Gaziantep’te Alarm Çanları: Kaç Can Daha Yitip Gitmeli?
Gaziantep’te Alarm Çanları: Kaç Can Daha Yitip Gitmeli?
Gaziantep son dönemlerde sadece mutfağıyla değil, acı haberleriyle de gündemde. Her geçen gün artan intihar ve cinayet vakaları, şehrin üzerinde kara bir bulut gibi dolaşıyor. İnsanlar ya kendi canına kıyıyor ya da en yakınına kurşun sıkıp ardından kendini öldürüyor. Bu tablo kabul edilemez!

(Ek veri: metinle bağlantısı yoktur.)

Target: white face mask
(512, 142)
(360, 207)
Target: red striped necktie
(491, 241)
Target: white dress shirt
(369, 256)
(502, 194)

Daha birkaç gün önce Şehitkamil Karşıyaka Mahallesi’nde bir koca önce eşini vurdu, sonra kendi hayatına son verdi. Ne yazık ki bu tekil bir olay değil. Aynı senaryoları defalarca gördük ve görüyoruz. Soruyorum: Kaç can daha toprağa düşmeli? Kaç çocuk daha yetim kalmalı? Kaç kadın daha yaşam hakkından edilmeli?
Bu yaşananların temelinde sadece “kişisel anlaşmazlıklar” yok. Ekonomik çöküş, işsizlik, borç, umutsuzluk ve psikolojik çöküntü insanları uçurumun kenarına sürüklüyor. Artık tahammül diye bir şey kalmadı. Öfke, cinnet, şiddet… İnsanlar adeta patlamaya hazır bomba gibi dolaşıyor.
Ve buradan yetkililere sesleniyorum: Artık geç kalmayın! Bu sadece aile içi mesele değil, bu toplumsal bir krizdir. Psikolojik destek mekanizmaları yetersiz. İnsanlar yardım isteyecek bir kapı bulamıyor. Belediyeler, valilik, bakanlıklar; bu halkın feryadını duymak zorundasınız! Eğer şimdi harekete geçilmezse, yarın çok daha büyük trajedilerle karşı karşıya kalacağız.
Gaziantep tarih boyunca direnciyle, kültürüyle, birliğiyle öne çıkmış bir şehir. Ama bugün manşetlere intihar ve cinayetlerle çıkmak bize yakışmıyor! Bu şehri karanlığa mahkûm etmeyin. İnsanların hayatına sahip çıkın, psikolojik destek hatlarını yaygınlaştırın, sosyal yardımları güçlendirin, eğitim ve farkındalık çalışmaları yapın.